Thursday, March 1, 2012

Fishy-Smelling Graveyards

I was a vegetarian for three years. But when my hair started falling out and my nails began ripping and peeling, I decided it was time to give up my Mom’s special-made veggie chili and veggie meat sauce. I dove right back into the world of meat, eagerly devouring chicken nuggets and filet mignons and pork dumplings (pre-Swine, obvi).

Seven years later, my affinity for turkey tacos, mi amore for my Mom’s (real) meatballs, my absolute relish in annihilating foot long hotdogs – let’s just say it’s still going strong.

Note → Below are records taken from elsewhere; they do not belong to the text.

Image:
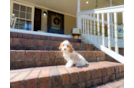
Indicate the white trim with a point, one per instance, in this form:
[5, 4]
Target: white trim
[118, 57]
[112, 9]
[121, 43]
[40, 33]
[25, 4]
[44, 8]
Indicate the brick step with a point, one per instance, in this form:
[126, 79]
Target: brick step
[41, 37]
[34, 58]
[33, 44]
[62, 77]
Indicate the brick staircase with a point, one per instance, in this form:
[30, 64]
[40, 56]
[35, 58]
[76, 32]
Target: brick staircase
[36, 62]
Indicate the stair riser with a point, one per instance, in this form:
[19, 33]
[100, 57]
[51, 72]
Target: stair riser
[41, 37]
[61, 77]
[32, 44]
[30, 58]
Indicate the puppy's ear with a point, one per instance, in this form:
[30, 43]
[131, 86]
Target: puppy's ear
[70, 48]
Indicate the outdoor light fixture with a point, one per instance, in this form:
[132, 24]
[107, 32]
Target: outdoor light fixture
[86, 2]
[44, 13]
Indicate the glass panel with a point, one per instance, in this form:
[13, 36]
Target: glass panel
[15, 13]
[29, 10]
[23, 8]
[16, 6]
[28, 24]
[22, 15]
[22, 24]
[28, 16]
[17, 24]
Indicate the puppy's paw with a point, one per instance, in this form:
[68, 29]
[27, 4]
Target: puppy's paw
[78, 65]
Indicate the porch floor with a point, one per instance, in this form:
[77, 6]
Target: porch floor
[119, 83]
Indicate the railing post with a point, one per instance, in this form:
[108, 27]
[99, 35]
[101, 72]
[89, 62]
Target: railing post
[91, 26]
[103, 31]
[94, 28]
[108, 28]
[98, 28]
[116, 32]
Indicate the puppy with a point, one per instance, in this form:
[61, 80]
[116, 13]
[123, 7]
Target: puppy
[71, 56]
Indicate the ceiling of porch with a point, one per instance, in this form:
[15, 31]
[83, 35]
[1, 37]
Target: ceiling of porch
[70, 6]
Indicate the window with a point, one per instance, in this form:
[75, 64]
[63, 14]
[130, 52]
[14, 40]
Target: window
[24, 16]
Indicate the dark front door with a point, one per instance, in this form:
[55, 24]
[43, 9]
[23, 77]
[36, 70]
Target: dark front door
[55, 23]
[37, 19]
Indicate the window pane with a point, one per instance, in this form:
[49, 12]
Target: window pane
[17, 24]
[28, 24]
[16, 13]
[22, 24]
[16, 6]
[28, 16]
[29, 10]
[22, 15]
[23, 8]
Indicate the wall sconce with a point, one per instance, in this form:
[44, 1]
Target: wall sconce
[44, 13]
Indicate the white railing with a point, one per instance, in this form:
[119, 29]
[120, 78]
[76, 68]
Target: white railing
[87, 15]
[93, 16]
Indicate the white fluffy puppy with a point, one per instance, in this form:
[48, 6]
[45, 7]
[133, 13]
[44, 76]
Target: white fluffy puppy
[71, 56]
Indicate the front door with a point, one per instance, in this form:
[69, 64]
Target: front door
[55, 23]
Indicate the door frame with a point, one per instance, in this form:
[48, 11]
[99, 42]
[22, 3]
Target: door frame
[49, 21]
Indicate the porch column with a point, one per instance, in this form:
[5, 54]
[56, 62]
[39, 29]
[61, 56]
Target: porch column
[78, 19]
[111, 21]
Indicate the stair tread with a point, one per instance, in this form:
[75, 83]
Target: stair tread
[62, 75]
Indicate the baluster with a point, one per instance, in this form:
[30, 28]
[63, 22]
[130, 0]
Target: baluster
[98, 27]
[116, 32]
[103, 31]
[88, 26]
[94, 28]
[91, 26]
[83, 25]
[123, 22]
[108, 28]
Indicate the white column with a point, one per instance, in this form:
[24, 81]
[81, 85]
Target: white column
[85, 25]
[111, 21]
[94, 28]
[90, 26]
[98, 28]
[78, 20]
[108, 28]
[103, 31]
[116, 32]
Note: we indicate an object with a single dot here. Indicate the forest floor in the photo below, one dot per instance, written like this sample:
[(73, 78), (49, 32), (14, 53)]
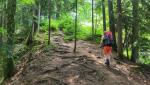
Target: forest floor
[(58, 65)]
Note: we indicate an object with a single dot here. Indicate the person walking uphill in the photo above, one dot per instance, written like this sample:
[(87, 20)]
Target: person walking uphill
[(106, 45)]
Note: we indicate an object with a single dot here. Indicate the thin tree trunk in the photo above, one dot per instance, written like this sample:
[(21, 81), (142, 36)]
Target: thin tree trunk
[(49, 28), (93, 19), (39, 14), (104, 15), (111, 23), (11, 9), (76, 18), (119, 27), (135, 31)]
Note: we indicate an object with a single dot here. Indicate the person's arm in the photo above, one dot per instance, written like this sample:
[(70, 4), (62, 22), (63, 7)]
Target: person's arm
[(101, 42)]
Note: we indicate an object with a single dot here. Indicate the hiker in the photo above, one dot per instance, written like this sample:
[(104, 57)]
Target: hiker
[(106, 44)]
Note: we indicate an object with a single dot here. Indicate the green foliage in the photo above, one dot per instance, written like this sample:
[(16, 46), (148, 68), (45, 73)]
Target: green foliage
[(3, 31), (45, 23), (27, 2)]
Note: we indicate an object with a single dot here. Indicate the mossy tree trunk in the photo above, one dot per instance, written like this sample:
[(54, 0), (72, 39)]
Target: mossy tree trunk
[(9, 65)]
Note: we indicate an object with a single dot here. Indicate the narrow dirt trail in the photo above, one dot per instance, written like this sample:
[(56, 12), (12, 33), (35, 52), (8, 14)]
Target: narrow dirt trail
[(60, 66)]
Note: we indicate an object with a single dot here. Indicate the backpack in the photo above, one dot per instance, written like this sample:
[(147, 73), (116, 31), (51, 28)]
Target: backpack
[(107, 40)]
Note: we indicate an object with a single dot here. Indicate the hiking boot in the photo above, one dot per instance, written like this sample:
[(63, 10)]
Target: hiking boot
[(107, 62)]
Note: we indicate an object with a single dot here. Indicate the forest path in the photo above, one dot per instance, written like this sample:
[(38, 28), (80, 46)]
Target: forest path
[(60, 66)]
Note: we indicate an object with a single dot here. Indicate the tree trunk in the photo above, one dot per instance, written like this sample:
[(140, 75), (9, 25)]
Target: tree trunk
[(93, 19), (35, 20), (49, 28), (75, 34), (119, 27), (11, 9), (104, 15), (111, 23), (39, 14), (135, 31)]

However, as creeped out as I get when I pass through the meat department (because really who likes thinking about all those dead animals), it’s the fish section of the supermarket that I find most frightening.
Does Whole Foods (there I go again) really have to put whole fishes on display? The Striped Basses and Red Snappers are macabre enough to keep me away. But seeing row upon row of crass, cloying carcasses is ridiculously revolting.

Bleh.

Why do they have to flaunt the flesh? Remove that skin, please! Pop out those elephantine eyes! Scrape off those scales! Snip, snip those fins and goddamn tails! And the tentacles. The tentacles! I love me some fried calamari but rings only, please.
Those poor orange crustaceans with their little groping antennae – prawnies and crabbies and shrimpies, so sad! And the lobsters – oh boy. Yes, yes, it’s one of my faves too, especially dripping in butter. Or baked with breadcrumbs. So delicioso. But to be boiled! Alive! The humanity.

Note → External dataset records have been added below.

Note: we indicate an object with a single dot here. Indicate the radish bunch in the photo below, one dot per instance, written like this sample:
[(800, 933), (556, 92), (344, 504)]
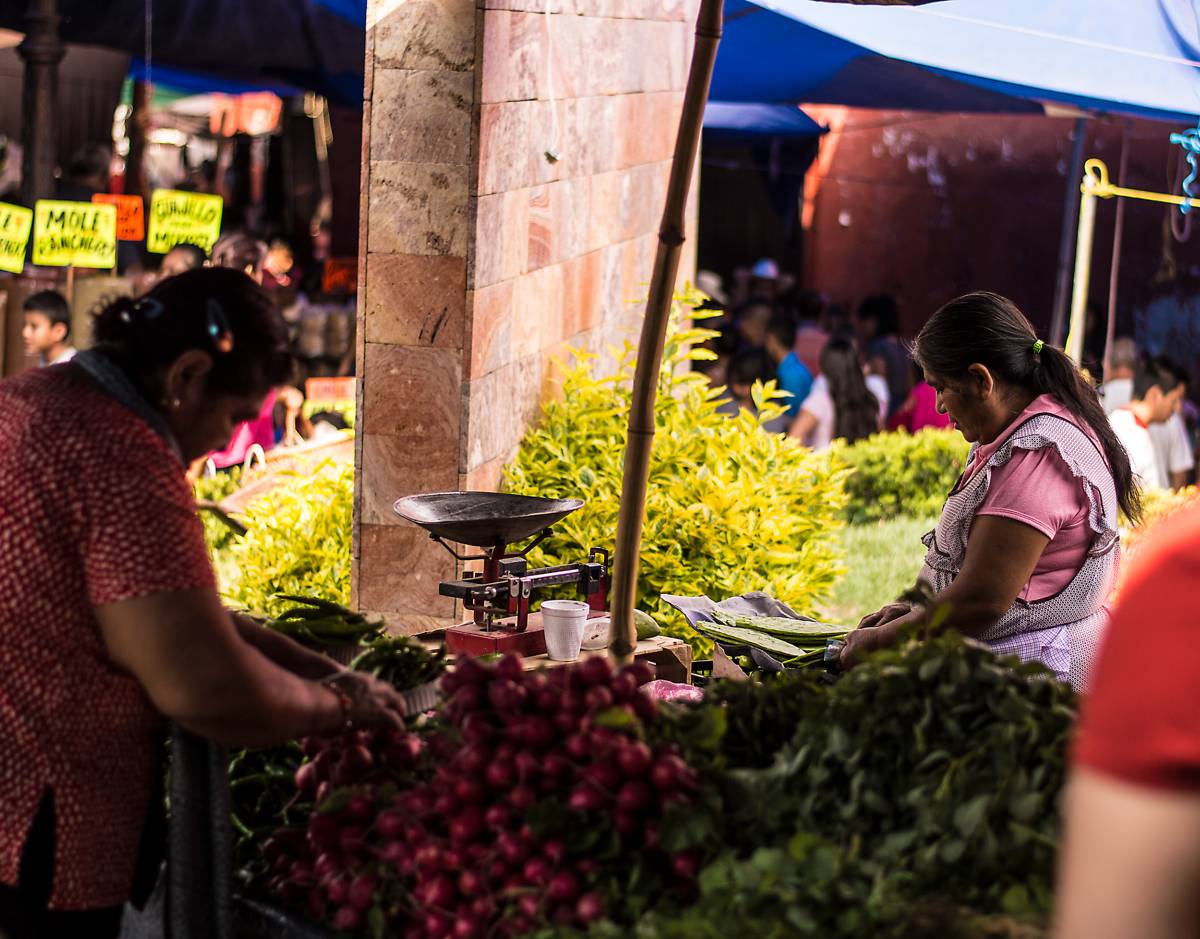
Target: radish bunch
[(528, 781)]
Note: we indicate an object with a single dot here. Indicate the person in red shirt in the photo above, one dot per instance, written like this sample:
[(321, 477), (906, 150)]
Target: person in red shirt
[(1131, 860), (109, 617)]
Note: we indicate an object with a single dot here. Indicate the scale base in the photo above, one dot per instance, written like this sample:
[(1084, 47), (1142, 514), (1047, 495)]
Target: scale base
[(474, 640)]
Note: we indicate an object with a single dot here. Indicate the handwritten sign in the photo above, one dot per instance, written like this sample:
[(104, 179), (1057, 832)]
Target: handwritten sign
[(15, 226), (131, 223), (341, 275), (78, 234), (183, 217)]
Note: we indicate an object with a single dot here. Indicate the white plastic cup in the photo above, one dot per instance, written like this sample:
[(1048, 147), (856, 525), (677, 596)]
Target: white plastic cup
[(563, 622)]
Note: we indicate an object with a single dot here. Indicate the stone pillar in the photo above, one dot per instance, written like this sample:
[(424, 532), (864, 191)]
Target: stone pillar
[(481, 258), (41, 51)]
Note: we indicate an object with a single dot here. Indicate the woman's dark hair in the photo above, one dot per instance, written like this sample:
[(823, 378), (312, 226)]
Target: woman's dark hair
[(217, 310), (988, 329), (856, 411), (239, 251)]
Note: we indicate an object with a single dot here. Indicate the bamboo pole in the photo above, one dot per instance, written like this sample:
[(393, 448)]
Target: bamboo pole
[(649, 352)]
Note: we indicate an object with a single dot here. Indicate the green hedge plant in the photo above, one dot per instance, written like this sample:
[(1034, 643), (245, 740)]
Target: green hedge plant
[(298, 542), (731, 508), (895, 474)]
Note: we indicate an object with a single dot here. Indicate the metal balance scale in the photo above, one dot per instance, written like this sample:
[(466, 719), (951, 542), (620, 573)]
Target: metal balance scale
[(498, 597)]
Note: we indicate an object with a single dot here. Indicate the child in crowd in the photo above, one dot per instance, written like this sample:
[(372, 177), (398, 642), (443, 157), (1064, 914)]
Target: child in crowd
[(47, 329)]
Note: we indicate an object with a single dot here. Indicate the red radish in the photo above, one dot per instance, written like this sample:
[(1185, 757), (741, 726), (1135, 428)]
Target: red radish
[(563, 887), (587, 799), (468, 927), (437, 926), (589, 908), (594, 670), (685, 865), (430, 857), (604, 776), (555, 850), (468, 791), (306, 778), (634, 796), (327, 866), (363, 891), (511, 848), (390, 824), (537, 869), (359, 808), (466, 826), (598, 699), (395, 854), (510, 667), (351, 839), (501, 773), (339, 891), (505, 695), (625, 823), (471, 884), (473, 759), (579, 746), (438, 892), (556, 766), (522, 797), (348, 919), (529, 905), (527, 765), (323, 832), (635, 759)]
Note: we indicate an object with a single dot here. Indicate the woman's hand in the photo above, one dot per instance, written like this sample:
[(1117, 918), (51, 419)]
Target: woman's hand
[(375, 704), (886, 615), (864, 640)]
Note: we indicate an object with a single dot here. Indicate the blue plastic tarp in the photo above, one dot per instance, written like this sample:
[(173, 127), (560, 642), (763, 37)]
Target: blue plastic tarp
[(310, 45), (738, 119), (1131, 57)]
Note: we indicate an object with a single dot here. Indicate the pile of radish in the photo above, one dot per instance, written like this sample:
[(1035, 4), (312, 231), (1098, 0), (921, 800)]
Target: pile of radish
[(517, 808)]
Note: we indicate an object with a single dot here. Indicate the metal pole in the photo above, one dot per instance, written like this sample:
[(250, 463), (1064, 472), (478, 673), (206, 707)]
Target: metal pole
[(1115, 267), (1066, 240), (41, 51), (654, 327), (1083, 271)]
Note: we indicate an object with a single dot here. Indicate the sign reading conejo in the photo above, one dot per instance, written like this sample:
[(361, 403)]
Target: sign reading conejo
[(16, 222), (78, 234), (183, 217)]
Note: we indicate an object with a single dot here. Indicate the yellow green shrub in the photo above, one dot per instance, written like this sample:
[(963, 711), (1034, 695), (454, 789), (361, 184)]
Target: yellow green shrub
[(731, 508)]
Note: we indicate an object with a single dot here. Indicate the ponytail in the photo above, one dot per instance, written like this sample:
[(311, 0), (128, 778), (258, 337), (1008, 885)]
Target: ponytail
[(988, 329)]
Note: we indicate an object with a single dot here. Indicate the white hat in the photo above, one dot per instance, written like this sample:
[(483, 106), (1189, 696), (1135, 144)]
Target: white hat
[(766, 269)]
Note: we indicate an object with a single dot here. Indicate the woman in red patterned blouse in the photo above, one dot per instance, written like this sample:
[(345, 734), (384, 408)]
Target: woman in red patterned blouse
[(109, 618)]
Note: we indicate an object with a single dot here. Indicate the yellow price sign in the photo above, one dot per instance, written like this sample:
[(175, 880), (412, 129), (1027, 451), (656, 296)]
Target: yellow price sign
[(183, 217), (16, 223), (78, 234)]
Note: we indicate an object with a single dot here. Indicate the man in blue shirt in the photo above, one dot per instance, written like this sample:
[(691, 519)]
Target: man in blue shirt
[(791, 375)]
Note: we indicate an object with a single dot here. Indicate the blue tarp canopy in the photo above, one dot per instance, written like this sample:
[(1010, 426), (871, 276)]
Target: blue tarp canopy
[(311, 45), (726, 119), (1131, 57)]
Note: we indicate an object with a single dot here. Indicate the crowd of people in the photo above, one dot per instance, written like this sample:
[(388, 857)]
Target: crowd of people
[(844, 376), (849, 376), (280, 419)]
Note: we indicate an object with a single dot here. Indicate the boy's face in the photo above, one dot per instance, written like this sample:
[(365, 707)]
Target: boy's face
[(40, 334)]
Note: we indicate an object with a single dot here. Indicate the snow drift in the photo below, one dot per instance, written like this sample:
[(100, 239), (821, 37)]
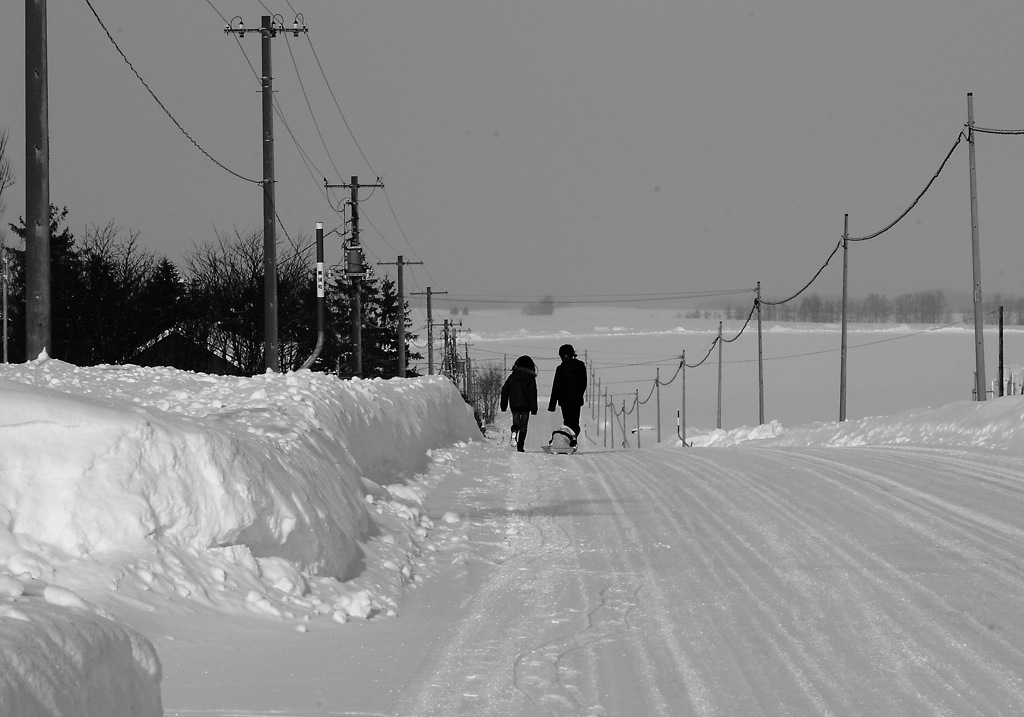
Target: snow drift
[(155, 478)]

Now let me just clarify: I do love fish. Especially tuna. Especially raw. Swordfish, tilapia, scallops, mussels – love, love, love, love. However, I just wish the fish counter wasn’t so scary. Why does it have to be such a morbid, ghastly, eerie experience? I don’t want to feel like I’m visiting a fishy-smelling graveyard. I want to feel like I’m shopping for food – like how I feel when I'm buying chicken breasts or flank
steaks or turkey burgers. They're nice and trimmed and displayed in such a fashion that I forget it's animal flesh I'm looking to buy. It's so much easier to pretend you’re not consuming something that once mooed or oinked or gobbled or SWAM when it’s not bam, eyes/fins/tails/scales in your face! Poor Flounder. Poor Sebastian. Poor Nemo!

So please, please, please – take away the carcasses. Make the fishes look neat and pretty and like they never were alive. Conceal them like those Cajun and lemon herb tilapia fillets. Yes, more of that, please. Thanks!